The company’s last dividend increase was in April 2013 when the Board of Directors approved a 10.50% increase to 63 cents/share. The company’s largest competitors include Chevron (CVX), British Petroleum (BP) and Royal Dutch (RDS.B). In late 2012, I replaced Exxon Mobil with a position in ConocoPhillips (COP).
Over the past decade this dividend growth stock has delivered an annualized total return of 12.20% to its shareholders.
The company has managed to an impressive increase in annual EPS growth since 2003. Earnings per share have risen by 13.30% per year. Analysts expect Exxon Mobil to earn $8.02 per share in 2013 and $8.21 per share in 2014. In comparison Exxon Mobil earned $9.70/share in 2012.
The return on equity has closely followed the rise and fall in oil and natural gas prices. It rose between 2003 and 2008, and then dipped in 2009, before rebounding strongly. Rather than focus on absolute values for this indicator, I generally want to see at least a stable return on equity over time.
The annual dividend payment has increased by 9% per year over the past decade, which is lower than to the growth in EPS.
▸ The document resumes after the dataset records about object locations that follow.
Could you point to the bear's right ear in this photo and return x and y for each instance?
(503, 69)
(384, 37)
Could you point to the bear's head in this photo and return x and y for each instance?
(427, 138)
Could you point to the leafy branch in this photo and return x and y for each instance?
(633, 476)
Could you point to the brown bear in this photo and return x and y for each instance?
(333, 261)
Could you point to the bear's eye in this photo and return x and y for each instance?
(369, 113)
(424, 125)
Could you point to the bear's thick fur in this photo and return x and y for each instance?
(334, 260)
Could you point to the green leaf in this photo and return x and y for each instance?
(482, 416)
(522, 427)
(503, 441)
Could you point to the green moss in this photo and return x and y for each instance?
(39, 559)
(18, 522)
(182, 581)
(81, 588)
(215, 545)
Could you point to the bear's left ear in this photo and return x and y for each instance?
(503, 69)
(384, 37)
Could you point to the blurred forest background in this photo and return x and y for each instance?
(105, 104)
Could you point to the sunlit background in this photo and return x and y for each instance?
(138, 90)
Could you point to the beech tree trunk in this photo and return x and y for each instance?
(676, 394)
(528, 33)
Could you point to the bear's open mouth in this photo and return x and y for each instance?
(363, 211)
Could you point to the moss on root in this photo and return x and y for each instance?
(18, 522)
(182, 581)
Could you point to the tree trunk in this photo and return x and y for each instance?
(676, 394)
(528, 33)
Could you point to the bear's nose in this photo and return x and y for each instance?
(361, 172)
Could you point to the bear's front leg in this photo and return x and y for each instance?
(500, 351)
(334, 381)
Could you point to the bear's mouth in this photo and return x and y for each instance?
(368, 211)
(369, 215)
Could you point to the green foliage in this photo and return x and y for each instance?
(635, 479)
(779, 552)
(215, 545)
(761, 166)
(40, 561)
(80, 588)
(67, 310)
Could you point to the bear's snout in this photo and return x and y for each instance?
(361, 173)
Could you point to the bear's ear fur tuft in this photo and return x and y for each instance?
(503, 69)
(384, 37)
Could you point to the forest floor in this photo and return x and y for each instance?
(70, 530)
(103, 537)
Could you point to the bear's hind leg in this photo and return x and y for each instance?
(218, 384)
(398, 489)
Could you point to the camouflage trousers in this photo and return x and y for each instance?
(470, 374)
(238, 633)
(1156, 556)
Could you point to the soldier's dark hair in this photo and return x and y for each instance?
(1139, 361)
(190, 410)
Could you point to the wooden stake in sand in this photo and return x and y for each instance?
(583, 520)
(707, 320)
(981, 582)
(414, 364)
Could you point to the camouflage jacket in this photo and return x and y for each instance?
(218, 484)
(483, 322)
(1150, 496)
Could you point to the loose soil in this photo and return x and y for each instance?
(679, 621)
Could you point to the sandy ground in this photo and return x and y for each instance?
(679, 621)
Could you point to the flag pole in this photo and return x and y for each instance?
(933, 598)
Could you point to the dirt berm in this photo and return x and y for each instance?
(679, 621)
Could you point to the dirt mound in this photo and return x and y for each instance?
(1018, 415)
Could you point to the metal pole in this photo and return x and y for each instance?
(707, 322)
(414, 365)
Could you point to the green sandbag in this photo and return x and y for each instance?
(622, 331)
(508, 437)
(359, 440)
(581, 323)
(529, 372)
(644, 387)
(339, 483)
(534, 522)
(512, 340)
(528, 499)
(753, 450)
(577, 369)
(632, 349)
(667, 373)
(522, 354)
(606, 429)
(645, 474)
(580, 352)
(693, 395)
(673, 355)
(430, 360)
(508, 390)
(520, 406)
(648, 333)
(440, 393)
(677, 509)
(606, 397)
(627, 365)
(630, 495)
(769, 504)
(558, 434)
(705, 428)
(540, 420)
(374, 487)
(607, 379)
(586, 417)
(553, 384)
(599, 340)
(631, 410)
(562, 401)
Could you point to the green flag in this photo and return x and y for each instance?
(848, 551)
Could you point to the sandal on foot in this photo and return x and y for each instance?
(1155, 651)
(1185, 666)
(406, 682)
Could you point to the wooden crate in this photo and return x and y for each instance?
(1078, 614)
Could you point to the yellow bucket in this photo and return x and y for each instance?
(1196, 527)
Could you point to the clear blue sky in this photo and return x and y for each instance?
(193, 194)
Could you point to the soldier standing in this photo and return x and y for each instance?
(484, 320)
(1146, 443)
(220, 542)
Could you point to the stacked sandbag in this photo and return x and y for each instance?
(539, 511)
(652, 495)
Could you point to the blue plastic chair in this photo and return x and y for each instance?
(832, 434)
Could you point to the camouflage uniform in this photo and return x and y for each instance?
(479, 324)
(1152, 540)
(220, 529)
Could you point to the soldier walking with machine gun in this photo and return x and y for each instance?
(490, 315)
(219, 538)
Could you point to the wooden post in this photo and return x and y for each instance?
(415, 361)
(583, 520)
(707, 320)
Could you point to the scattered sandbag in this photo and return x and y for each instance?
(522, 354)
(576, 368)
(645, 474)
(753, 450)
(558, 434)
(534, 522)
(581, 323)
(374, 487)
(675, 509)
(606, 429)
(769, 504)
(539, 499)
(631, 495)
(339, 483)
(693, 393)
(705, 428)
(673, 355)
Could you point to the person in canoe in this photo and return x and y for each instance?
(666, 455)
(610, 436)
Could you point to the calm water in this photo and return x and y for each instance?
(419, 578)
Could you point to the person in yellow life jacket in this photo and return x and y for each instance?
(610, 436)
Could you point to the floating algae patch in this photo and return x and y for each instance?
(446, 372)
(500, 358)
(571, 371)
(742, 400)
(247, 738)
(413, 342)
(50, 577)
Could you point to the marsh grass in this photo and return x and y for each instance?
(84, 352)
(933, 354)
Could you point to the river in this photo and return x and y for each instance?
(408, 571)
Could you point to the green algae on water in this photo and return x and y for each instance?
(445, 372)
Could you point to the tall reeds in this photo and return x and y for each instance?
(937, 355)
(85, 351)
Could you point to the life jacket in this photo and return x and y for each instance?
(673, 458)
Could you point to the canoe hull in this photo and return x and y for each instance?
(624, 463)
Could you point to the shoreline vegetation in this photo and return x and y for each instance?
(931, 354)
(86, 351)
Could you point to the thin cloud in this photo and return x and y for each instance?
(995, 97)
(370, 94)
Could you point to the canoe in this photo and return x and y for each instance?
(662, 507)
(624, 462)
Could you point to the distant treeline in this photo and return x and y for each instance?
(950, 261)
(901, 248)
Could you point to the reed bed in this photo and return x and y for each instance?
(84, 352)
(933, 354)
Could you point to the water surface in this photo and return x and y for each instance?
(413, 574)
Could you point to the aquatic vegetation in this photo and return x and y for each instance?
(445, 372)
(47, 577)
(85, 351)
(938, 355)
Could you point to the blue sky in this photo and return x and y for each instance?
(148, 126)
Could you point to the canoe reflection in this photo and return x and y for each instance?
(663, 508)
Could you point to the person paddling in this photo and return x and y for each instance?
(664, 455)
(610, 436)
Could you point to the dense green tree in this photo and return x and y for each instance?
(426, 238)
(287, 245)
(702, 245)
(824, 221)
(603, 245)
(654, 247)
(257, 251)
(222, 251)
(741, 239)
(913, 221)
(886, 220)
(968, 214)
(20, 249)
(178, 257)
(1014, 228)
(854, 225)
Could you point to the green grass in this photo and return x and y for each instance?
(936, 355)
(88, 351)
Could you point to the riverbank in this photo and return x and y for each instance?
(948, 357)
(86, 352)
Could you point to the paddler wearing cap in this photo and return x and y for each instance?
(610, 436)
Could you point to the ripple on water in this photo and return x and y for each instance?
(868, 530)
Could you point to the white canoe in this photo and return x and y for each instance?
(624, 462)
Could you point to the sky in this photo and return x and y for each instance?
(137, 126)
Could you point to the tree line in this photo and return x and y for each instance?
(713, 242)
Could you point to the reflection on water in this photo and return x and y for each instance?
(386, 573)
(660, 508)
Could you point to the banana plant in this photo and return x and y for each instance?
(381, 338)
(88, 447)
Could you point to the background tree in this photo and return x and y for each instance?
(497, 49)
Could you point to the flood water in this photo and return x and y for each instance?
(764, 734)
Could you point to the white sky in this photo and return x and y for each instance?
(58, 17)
A 9% growth in distributions translates into the dividend payment doubling every eight years. If we look at historical data, going as far back as 1974 we see that Exxon Mobil has actually managed to double its dividend every ten years on average.
The dividend payout ratio has remained below 50% for the majority of the past decade. Up until 2011, Exxon Mobil had a stingy dividend payout, where it focused its excess cash flows towards stock buybacks. Starting in 2012 however, the company seems to be changing course, and is increasing distributions much faster than peers. A lower payout is always a plus, since it leaves room for consistent dividend growth minimizing the impact of short-term fluctuations in earnings.
Currently, Exxon Mobil is attractively valued at 9.30 times earnings, yields 2.80% and has an adequately covered dividend. In comparison, peer Chevron (CVX) trades at 9.10 times earnings and yields 3.40%. If the amount of attractively valued dividend stocks keeps dwindling, I might initiate a position in Exxon again.